大人が知っておきたい建築用語。日常で役立つ基本用語を紹介

2019.07.18

建築用語は、建築業界に関わらない人にとっては難しいものも少なくありません。しかし、ある程度の建築用語を覚えていると、マイホーム建築や賃貸物件を借りるときなどに活用できます。そこで、覚えておいて損はない建築用語にまつわる情報を紹介します。

マイホーム建設に使える建築用語とは

マイホームを建てたい、と考えていろいろな情報を調べていると、専門的な建築用語が頻出してよく分からない、という経験をしたことはないでしょうか。マイホームを建てるときには、ある程度の建築用語とその意味を知っているだけでも理想の家づくりに役立ちます。

工法次第で家の形が決まる

家を建てるための工法には、いくつかの種類があります。それぞれの工法によりメリットやデメリット、コストのほか、家の形も変わってきます。主な工法として、以下の5種類があります。

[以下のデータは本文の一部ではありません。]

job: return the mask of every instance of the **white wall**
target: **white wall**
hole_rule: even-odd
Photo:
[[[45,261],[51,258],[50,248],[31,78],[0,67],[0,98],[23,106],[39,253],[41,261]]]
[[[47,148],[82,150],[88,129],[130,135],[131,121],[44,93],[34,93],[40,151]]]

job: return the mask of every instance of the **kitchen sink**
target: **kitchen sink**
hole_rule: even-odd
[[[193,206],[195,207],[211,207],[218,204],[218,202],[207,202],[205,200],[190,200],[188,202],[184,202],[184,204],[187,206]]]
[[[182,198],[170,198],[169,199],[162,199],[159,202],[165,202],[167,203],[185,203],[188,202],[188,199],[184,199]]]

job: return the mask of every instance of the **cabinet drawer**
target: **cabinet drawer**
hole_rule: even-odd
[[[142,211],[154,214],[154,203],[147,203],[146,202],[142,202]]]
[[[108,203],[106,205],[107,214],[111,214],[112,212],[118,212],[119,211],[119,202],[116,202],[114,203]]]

  • 木造軸組工法:『在来工法』と呼ばれることもある、日本の伝統的な工法。土台に載せた基礎に木材で作った柱や梁で骨組みを作る方法で、比較的デザインや間取りの自由度が高く、増改築もしやすい工法である
  • 2×4(ツーバイフォー)工法:断面サイズが2×4の角材を使用することから名付けられた2×4工法は、北米から輸入された、天井や床、壁で建物を支える工法である。耐震性や耐火性に優れている
  • 鉄骨造:柱や梁にボルトで固定した鉄骨を用いる工法。鉄骨の種類により軽量鉄骨造、重量鉄骨造に分けることができる。木造よりも柱の数を少なくできるので、大きな空間を作りやすいメリットがある
  • RC造:鉄筋を組み立てた型枠にコンクリートを流し、壁や柱を作る工法で、『鉄筋コンクリート造』とも言う。耐久性や耐火性、強度の高い家を作れるメリットがある
  • プレハブ工法:プレハブ工法では、工場で作った壁や柱、梁などの部材を現場で組み立てる工法である。工場で作られた部材を使用するので品質管理しやすく、工期を短く済ませやすい

立地によって家の形は異なる

家を建てるには、土地が必要です。その土地の場所によっては、理想の家を建てられないこともあります。そこで知っておきたいのが、『建ぺい率』と『容積率』です。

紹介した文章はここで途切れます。